Al Gore und der Milliardär Richard Branson, Gründer der Virgin Fluggesellschaft, starteten im Jahr 2007 einen Wettbewerb: 25 Millionen US-Dollar gab es für „kommerziell tragfähige Entwürfe, dauerhaft Treibhausgase aus der Atmosphäre zu entfernen.“ Die Aktion markierte den Höhepunkt des Hypes um Geoengineering, ein Sammelbegriff für verschiedenste Ideen, die globale Erwärmung technologisch „abzukühlen“. Die Gewinner des damaligen Wettbewerbs wurden in Alberta gekürt – unter Schirmherrschaft der kanadischen Teersand-Industrie. Schnell stellte sich heraus, dass Geoengineering wenig mehr ist als ein PR-Coup mit Al Gore. Dass die Debatte darum nun wieder aufbricht, ist absurd und besorgniserregend.

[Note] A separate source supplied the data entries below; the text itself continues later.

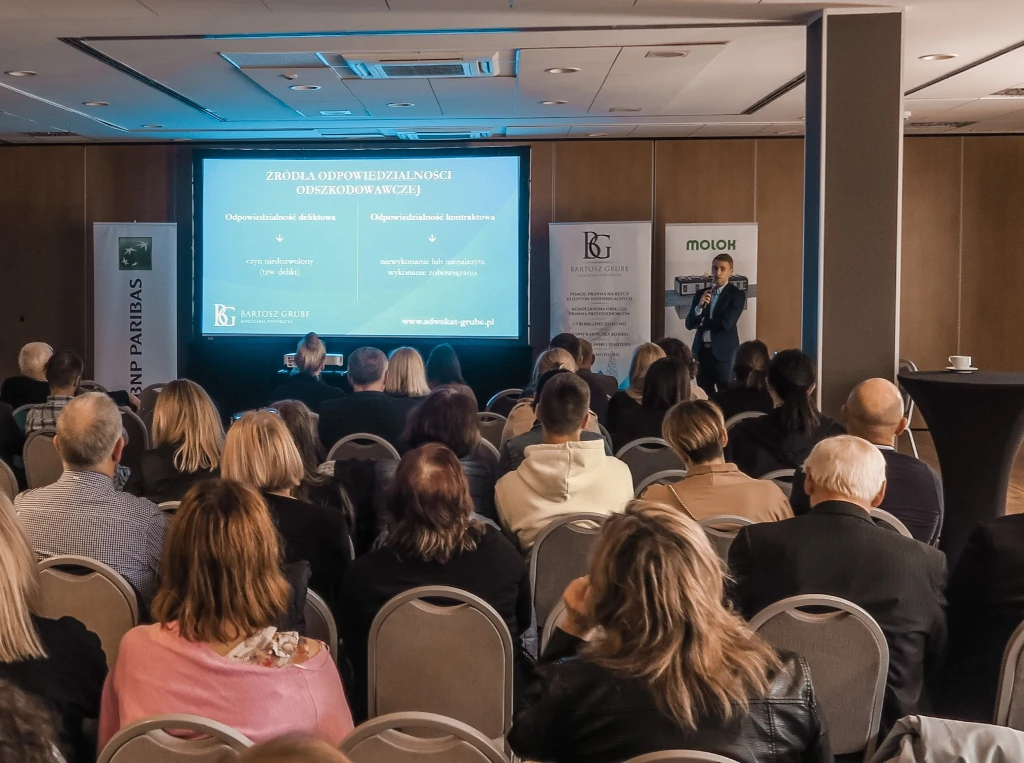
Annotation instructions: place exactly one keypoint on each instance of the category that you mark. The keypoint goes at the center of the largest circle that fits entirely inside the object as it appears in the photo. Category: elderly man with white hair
(836, 549)
(81, 513)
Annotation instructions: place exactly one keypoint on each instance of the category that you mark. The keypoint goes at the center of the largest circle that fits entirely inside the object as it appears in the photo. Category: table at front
(977, 423)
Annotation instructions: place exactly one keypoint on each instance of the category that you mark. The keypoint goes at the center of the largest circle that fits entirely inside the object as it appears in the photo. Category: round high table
(977, 423)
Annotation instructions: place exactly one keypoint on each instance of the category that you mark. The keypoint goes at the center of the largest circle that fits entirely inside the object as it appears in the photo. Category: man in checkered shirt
(81, 513)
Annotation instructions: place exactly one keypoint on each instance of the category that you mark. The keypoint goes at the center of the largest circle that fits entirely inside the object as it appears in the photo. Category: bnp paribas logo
(135, 253)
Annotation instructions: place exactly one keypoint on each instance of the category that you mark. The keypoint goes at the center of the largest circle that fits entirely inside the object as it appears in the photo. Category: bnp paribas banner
(600, 288)
(135, 322)
(689, 249)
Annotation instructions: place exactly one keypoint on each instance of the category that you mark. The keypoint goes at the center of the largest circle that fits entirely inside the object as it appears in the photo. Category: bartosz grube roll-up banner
(135, 322)
(600, 288)
(689, 250)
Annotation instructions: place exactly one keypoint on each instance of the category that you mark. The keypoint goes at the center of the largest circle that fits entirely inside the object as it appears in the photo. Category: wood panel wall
(963, 238)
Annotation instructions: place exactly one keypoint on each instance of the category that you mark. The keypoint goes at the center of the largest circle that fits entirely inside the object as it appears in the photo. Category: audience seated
(31, 388)
(431, 539)
(749, 389)
(913, 492)
(677, 348)
(56, 661)
(668, 382)
(81, 513)
(695, 430)
(214, 650)
(838, 550)
(259, 452)
(563, 475)
(450, 418)
(187, 437)
(668, 666)
(304, 382)
(523, 415)
(783, 438)
(986, 605)
(368, 410)
(598, 397)
(513, 451)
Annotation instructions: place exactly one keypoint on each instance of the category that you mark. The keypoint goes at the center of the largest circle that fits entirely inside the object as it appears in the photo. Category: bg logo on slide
(592, 249)
(220, 316)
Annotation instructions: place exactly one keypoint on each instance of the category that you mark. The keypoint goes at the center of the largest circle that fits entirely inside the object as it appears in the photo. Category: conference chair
(363, 446)
(491, 426)
(148, 740)
(383, 739)
(722, 531)
(560, 554)
(1010, 695)
(648, 456)
(91, 593)
(781, 477)
(669, 476)
(320, 623)
(848, 658)
(887, 520)
(453, 660)
(733, 420)
(42, 462)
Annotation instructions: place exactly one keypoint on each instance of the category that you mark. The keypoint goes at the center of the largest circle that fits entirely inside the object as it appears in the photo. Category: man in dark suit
(838, 550)
(714, 315)
(913, 492)
(369, 410)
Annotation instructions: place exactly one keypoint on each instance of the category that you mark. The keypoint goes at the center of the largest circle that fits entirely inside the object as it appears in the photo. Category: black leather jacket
(576, 711)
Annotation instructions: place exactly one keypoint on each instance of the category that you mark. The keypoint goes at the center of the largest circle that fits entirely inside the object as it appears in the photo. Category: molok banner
(135, 321)
(600, 288)
(689, 250)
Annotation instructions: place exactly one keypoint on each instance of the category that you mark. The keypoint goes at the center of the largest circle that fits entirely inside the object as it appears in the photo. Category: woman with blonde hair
(57, 661)
(214, 649)
(259, 452)
(187, 438)
(668, 666)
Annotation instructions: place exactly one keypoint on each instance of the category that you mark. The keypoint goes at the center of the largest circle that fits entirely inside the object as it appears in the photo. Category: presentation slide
(378, 245)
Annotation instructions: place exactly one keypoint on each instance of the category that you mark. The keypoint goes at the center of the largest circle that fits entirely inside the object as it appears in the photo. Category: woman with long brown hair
(668, 666)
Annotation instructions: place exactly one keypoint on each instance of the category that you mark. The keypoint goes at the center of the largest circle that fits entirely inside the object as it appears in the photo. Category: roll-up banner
(135, 289)
(689, 249)
(600, 288)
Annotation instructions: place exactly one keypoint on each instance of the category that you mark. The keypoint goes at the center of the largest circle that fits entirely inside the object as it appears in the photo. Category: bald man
(875, 412)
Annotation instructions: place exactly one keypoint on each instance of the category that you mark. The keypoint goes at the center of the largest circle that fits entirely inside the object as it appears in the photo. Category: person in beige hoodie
(562, 475)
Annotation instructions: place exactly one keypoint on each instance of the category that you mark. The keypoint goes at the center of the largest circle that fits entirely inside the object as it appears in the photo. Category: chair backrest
(469, 678)
(42, 462)
(669, 476)
(320, 623)
(848, 656)
(560, 554)
(722, 531)
(491, 426)
(8, 482)
(733, 420)
(885, 519)
(100, 599)
(512, 394)
(382, 740)
(147, 740)
(363, 446)
(1010, 696)
(648, 456)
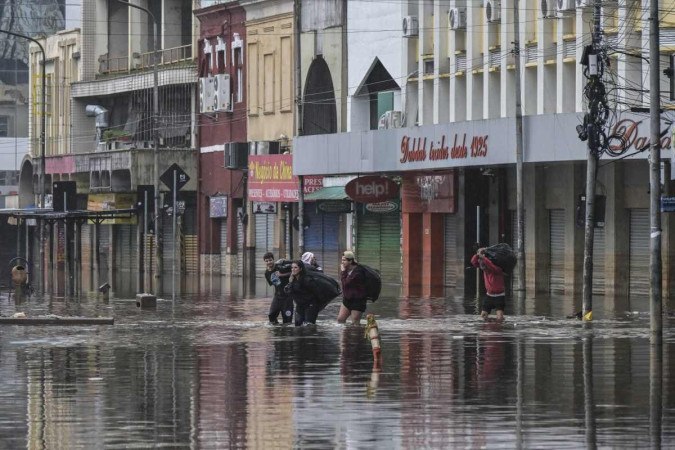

Für die Teersand-Manager ist Geoengineering eine „Du kommst aus dem Gefängnis frei“-Karte. Die Industrie, die Kanadas Urwälder in eine Art Mordor verwandelt, ist einer der größten CO2-Emittenten weltweit – und der vielleicht größte Fan von Geoengineering. Dieser Fanclub war lange relativ exklusiv. Zu den anderen Mitgliedern zählten Ölgiganten wie Shell („eine großartige Debatte“) oder Kohle-Konzernen wie RWE („wegweisend“ und „fortschrittlich“).
Geoengineering ist eine Phantomdiskussion. Nur wenn wir aufhören, skandalöse 6,5 Prozent des weltweiten Bruttosozialprodukts in direkte und indirekte Subventionen fossiler Energieträger zu stecken, wird der Klimawandel gestoppt.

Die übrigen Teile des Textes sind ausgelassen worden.